I’ve posted Entry #392 to my weekly Valuation-Informed Indexing column at the Value Walk site. It’s called Shiller in 1996: “Long-Run Investors Should Stay Out of the Market for the Next Decade.”
Juicy Excerpt: Shiller states: “Looking at the diagram, it is hard to come away without a feeling that the market is quite likely to decline substantially in value over the succeeding ten years; it appears that long run investors should stay out of the market for the next decade. Is this conclusion right? How can we reconcile it with the widespread public impression that the random walk hypothesis is at least approximately true?”


Thankfully I didn’t take his advice.
I can certainly understand why someone would say that, Evidence. I believe that the vast majority of investors would share your view. Shiller’s prediction did not prove out. That’s an objective fact. At the end of the 10 years, the investor who remained heavily in stocks would be ahead. So the numbers support your view, from one popular way of looking at things.
All that said, my view is that Shiller’s advice was good advice. It all comes down to one thing. When prices go up beyond fair-value levels, are the extra gains the product of economic realities, as the Buy-and-Holders believe? Or are they the product of irrational exuberance, as the Valuation-Informed Indexers believe? If those extra gains are the product of irrational exuberance, they are going to disappear sooner or later. We don’t know when. But we know that they are going to disappear. So the risk of going with a heavy stock allocation at those sorts of prices is sky high. I think Shiller gave good advice in suggesting that investors with high stock allocations lower them.
I think you are wrong to say that you are happy that you didn’t take Shiller’s advice. Have you done calculations to see where you will stand if we see a 50 percent price crash, as we will if Shiller’s research is legitimate? You won’t be ahead at that point. So what good will having been in stocks all those years end up having done for you? Even in a case in which Shiller’s prediction ends up failing (which it did), those who ignore it end up behind in the long run. Huh? What the f?

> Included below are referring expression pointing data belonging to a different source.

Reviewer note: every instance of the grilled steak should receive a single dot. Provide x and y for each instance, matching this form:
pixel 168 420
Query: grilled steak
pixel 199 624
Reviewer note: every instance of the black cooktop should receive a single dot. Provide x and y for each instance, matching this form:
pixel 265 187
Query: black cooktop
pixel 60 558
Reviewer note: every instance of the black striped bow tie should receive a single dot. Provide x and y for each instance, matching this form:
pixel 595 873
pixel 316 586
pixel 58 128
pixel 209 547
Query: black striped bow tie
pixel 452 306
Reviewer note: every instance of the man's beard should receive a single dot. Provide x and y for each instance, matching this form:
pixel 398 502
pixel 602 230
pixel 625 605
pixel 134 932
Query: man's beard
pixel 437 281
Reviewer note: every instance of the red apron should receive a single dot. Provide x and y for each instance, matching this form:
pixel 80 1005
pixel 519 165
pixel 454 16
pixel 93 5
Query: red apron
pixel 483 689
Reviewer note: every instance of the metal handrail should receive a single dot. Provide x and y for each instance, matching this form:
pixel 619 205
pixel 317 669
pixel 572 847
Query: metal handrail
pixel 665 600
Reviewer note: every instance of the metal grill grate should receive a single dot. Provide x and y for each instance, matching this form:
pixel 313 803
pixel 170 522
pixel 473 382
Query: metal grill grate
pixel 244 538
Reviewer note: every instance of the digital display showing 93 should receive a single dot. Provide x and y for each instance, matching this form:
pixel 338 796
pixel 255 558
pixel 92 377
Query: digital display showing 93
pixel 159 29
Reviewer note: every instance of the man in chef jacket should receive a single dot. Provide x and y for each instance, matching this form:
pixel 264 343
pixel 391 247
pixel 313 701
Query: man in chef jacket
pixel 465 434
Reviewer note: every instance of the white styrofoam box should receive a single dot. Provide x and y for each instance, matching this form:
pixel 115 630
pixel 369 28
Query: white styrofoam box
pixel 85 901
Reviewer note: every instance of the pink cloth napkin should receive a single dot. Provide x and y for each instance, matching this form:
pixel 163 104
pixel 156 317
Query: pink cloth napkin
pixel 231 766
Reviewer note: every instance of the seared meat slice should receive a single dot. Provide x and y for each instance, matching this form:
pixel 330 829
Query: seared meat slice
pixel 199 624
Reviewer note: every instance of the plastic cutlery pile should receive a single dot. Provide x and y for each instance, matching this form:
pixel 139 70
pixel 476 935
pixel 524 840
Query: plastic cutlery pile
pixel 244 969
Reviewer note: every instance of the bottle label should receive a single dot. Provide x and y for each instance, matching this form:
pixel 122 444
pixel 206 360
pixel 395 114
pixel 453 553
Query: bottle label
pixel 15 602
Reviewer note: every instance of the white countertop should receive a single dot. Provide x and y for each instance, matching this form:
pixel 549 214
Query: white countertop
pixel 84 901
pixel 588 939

The big deal here, in my assessment, is — What causes overvaluation? If it is true economic gains, Buy-and-Hold is the ideal strategy. If it is irrational exuberance, which is going to disappear in time, you have to consider the risk that you are taking by investing your retirement money in something that could disappear at any moment. I don’t like taking that sort of risk with my retirement money. So I follow Shiller’s advice. Even when he gets the timing wrong, the general point that he is making — that stocks are more risky when prices are high — is so important that the advice pays off in the long run.
That’s my sincere take, in any event.
I naturally wish you all good things.